The report attempts to clarify what exactly happens with drug expenditures with a pair of metrics:

  • initial gross drug expenditures, or the sum of payments for pharmaceuticals made by patients and health plans at the point of sale, prior to any discount, rebate or fee provided by the manufacturer, and
  • net drug expenditures, the actual, final cost of medicines after deducting the cost concessions that ostensibly reduce costs for patients and payers.

In 2015, brand name manufacturers realized only 39% of initial gross drug expenditures, the report notes. A larger share – 42% – went to payers and other supply chain entities, with price concessions accounting for an estimated 22% of the whole and statutory and negotiated rebates comprising about 20%.

Breakdown Of Initial Gross Drug Expenditures


Source: Berkeley Research Group

The graphic above shows initial gross drug expenditures divided by entity in 2015. While brand-name pharma took the largest share of any individual stakeholder in the supply chain, generic drug makers also account for 19% of the total. Meanwhile, supply chain participants, such as insurance plans, accounted for 22%. Retrospective rebates and discounts to payers and patients comprised 17% of the total, while other rebates and fees are estimated at 3%.
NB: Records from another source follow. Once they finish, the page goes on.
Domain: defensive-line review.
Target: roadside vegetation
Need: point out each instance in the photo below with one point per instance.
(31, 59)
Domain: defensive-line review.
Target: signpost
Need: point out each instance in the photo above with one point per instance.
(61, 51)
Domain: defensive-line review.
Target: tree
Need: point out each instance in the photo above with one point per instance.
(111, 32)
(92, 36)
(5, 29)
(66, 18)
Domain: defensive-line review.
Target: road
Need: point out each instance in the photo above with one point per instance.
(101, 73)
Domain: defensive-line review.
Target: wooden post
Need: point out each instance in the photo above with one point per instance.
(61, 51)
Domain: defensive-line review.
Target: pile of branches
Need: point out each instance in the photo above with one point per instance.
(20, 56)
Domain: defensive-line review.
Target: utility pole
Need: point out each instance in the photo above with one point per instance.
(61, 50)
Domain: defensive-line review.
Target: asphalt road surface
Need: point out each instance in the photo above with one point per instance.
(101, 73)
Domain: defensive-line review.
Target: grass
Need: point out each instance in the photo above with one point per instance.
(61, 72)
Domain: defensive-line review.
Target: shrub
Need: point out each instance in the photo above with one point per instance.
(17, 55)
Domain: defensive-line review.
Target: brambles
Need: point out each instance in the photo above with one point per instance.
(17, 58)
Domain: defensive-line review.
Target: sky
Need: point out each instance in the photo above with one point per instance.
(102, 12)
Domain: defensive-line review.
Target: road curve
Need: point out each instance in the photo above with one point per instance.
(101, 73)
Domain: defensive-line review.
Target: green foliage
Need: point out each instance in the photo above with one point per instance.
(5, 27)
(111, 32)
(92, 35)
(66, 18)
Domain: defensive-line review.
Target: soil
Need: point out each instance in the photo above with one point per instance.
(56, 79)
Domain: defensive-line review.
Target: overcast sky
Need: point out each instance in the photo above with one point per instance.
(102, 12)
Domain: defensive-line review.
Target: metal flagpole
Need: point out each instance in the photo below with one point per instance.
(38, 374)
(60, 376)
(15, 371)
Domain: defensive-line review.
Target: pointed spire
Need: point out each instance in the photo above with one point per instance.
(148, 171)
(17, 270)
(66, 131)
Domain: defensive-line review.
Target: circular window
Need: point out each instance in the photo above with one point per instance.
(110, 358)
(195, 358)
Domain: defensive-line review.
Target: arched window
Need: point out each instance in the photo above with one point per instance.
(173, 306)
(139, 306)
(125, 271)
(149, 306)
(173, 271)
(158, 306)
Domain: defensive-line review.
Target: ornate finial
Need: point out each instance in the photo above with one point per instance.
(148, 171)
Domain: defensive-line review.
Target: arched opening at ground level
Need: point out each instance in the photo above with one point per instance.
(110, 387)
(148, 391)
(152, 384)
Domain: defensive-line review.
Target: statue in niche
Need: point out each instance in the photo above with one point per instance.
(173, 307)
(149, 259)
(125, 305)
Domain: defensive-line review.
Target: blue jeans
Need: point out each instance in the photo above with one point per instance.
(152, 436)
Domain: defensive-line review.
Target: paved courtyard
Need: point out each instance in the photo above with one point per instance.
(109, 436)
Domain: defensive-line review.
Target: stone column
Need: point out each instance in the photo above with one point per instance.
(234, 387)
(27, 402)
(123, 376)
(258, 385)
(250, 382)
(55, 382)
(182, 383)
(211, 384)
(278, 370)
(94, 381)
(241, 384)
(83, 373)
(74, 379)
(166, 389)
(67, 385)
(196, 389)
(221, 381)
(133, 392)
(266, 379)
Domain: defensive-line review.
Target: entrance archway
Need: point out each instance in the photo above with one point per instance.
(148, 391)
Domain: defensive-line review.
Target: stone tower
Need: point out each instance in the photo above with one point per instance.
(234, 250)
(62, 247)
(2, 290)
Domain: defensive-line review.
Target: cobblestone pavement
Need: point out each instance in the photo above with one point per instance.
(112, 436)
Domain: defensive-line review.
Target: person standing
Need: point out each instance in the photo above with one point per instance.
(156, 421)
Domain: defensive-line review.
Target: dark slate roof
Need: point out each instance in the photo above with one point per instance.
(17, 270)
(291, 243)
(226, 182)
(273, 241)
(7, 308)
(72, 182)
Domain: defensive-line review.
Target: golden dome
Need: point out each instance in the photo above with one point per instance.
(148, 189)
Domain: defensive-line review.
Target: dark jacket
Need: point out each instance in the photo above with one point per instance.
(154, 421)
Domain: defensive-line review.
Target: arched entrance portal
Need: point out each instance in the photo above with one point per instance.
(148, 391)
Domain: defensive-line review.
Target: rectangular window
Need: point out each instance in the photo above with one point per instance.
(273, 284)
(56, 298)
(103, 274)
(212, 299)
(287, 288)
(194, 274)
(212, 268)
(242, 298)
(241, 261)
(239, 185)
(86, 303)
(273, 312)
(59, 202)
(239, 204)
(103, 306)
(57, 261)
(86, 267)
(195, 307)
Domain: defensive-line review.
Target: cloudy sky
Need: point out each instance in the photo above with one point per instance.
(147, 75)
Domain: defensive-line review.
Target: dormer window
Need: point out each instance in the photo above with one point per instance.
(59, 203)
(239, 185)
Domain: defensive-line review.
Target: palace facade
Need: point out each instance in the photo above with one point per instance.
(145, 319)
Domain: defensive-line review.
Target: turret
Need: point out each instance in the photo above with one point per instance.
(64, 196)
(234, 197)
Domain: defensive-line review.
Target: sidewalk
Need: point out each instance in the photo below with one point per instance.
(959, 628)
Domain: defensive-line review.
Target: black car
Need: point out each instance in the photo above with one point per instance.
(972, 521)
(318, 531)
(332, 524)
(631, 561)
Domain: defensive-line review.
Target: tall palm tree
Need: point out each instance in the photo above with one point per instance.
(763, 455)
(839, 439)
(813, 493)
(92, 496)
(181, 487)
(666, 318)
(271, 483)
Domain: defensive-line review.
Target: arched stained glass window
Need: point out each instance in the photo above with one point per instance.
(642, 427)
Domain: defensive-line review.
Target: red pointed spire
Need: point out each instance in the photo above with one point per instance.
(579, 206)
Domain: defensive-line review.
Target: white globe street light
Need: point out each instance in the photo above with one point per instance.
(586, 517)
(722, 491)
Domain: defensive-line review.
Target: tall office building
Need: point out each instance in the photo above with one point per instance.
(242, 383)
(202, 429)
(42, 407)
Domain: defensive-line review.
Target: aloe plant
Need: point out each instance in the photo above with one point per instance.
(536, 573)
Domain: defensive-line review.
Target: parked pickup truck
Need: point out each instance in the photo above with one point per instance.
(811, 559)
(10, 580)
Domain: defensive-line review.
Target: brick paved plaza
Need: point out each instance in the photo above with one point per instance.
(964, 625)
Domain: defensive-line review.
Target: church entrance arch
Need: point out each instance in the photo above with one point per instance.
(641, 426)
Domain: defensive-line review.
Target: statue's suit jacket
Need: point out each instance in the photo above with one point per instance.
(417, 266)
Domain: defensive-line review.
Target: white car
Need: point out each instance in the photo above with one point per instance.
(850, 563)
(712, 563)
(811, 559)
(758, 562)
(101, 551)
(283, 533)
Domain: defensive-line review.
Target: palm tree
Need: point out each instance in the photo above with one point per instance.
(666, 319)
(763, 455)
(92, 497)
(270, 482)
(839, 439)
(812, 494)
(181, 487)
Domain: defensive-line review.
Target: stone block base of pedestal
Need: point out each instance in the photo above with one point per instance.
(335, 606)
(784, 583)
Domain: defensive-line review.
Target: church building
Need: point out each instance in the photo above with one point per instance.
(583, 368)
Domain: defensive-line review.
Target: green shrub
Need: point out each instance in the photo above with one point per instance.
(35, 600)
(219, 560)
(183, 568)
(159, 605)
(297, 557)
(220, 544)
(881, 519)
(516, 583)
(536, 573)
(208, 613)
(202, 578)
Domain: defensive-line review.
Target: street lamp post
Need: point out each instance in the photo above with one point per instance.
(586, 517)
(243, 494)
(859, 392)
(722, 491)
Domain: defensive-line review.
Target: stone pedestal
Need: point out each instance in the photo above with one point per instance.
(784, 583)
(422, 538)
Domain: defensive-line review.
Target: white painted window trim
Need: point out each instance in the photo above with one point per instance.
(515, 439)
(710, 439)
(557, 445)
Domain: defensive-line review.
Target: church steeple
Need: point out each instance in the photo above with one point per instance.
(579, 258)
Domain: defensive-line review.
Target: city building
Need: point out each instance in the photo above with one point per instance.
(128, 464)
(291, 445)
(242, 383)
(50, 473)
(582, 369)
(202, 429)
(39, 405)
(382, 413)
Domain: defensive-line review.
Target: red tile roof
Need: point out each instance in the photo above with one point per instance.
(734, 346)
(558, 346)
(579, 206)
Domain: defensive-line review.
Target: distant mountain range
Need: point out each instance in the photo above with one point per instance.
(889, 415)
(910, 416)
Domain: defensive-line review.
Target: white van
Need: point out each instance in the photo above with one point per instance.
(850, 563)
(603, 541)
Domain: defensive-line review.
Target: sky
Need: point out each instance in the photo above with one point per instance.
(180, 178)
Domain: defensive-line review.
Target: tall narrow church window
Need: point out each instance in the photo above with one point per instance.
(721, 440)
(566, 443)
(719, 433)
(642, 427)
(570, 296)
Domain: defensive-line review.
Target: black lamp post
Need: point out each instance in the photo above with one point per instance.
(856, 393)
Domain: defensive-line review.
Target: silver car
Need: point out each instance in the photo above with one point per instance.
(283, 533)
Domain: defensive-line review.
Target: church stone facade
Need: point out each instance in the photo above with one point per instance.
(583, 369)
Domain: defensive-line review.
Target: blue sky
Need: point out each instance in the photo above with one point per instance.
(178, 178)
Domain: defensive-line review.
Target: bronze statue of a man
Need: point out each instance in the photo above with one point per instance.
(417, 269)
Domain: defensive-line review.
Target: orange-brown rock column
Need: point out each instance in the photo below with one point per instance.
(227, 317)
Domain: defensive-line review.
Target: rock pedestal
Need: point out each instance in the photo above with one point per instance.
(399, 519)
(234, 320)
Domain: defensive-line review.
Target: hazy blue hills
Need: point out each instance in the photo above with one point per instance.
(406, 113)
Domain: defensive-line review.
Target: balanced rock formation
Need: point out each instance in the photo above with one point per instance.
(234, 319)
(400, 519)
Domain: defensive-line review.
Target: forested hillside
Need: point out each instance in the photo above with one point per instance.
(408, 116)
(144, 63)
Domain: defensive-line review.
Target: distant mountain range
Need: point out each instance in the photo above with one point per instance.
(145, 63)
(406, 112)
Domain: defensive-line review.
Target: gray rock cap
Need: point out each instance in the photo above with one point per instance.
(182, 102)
For net drug expenditures, BRG estimated an aggregate value of $469bn in the US for 2015. Of that total, brand-name manufacturers took in 47%, roughly $218.6bn, and generic firms realized 23%, approximately $107.6bn. Among non-manufacturer stakeholders, supply chain entities accounted for 27% of the net expenditure, $125.3bn, and other rebates and fees made up 4% of the total, or about $17.5bn. (See graphic below.)

Breakdown Of Net Drug Expenditures


Source: Berkeley Research Group

The report adds that its estimates are roughly in line with $310bn in net drug spending realized by brand and generic drug makers in 2015, according to analysis published by IMS Health.

Between 2013 and 2015, the researchers found that brand manufacturers’ share of gross drug expenditures declined from 41% to 39%, while the share by non-manufacturers increased from 38% to 42%. “The largest driver in this trend is the increase in retrospective rebates and discounts paid to health plans, PBMs, and government payers by brand manufacturers, which largely offset increases to drug list prices and reflects the increasingly competitive marketplace for brand drugs,” the report states.

The increasingly larger payments for market access apply both with negotiated discounts with private-sector payers and as well as mandatory discounts and fees related to government health care programs such as Medicaid and Medicare Part D, the researchers note.

"Many of these discounts are not plainly visible, leading to misperceptions about the relative share of gross and net drug expenditures realized by brand manufacturers," they conclude. "An informed discussion about pharmaceutical spending and affordability must be supported by an understanding of the role played by all entities involved in the distribution and purchase of medicines and a recognition of the discounts that lead to far lower net spending than is commonly reported based on invoice price figures."

Pfizer Inc. CEO Ian Read has already been vocal about the role rebates play in obfuscating drug pricing. (Also see "Pfizer’s Read Criticizes Rebates Amid Changing Market Dynamics" - Scrip, 1 Nov, 2016.) With the data in hand from PhRMA and US President Trump clear that he intends to take on drug pricing, expect to see more biopharma CEOs taking up this refrain.